Characterization of monocyte-derived dendritic cells from patients with active and treated paracoccidioidomycosis.

Cellular immune responses are a significant defence mechanism in human paracoccidioidomycosis (PCM), an endemic mycosis in Latin America; however, little is known about the role of dendritic cells (DCs) in human PCM. We investigated monocyte-derived DCs from patients with treated (TP) and active PCM (AP) compared with healthy non-PCM donors (CO).
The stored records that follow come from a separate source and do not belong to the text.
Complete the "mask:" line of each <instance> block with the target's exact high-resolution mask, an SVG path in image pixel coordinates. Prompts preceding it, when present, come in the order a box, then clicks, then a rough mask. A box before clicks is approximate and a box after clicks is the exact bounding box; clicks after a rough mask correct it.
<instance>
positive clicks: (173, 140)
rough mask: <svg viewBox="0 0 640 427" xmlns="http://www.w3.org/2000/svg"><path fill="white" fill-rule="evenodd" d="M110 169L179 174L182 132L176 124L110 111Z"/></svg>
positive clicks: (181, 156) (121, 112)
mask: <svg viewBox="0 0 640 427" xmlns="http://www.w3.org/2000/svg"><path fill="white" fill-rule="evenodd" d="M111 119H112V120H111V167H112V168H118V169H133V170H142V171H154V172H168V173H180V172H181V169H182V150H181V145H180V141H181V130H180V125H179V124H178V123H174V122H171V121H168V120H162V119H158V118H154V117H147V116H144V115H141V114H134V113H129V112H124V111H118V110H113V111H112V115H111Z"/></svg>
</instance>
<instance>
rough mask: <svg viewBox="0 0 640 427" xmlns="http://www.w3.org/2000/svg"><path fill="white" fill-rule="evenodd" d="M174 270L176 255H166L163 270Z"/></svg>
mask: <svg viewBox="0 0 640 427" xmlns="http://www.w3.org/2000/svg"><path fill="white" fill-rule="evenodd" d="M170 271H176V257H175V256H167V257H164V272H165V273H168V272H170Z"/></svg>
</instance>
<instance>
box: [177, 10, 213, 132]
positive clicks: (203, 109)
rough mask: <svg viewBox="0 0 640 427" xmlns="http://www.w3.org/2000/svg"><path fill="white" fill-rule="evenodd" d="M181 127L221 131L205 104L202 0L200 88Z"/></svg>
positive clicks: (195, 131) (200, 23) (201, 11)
DCs from the TP group showed higher expression of HLA-DR, CD86 and DC-SIGN compared with CO, whereas AP showed similar expression to CO. Production of IL-10 was downregulated by TNF-α in all groups and lower levels were observed in untreated DCs from AP compared with CO. Conversely, IL-12p40 was significantly upregulated in the DCs of the TP group. TNF-α-activated DCs from the CO group produced significantly lower levels of IL-12p40 when differentiated from magnetic-sorted monocytes (MACS) compared with adhered monocyte-derived DCs. This comparison in the TP group revealed similar levels of IL-12p40, suggesting a T cell-independent increase in the production of IL-12p40. Higher expression of surface molecules with increased IL-12p40 may indicate a better activation of DCs after the treatment of PCM. Our findings suggest that DCs may be crucial in the protective response to Paracoccidioides brasiliensis and that in vitro-generated DCs might be useful in enhancing antifungal immunity, especially during active PCM.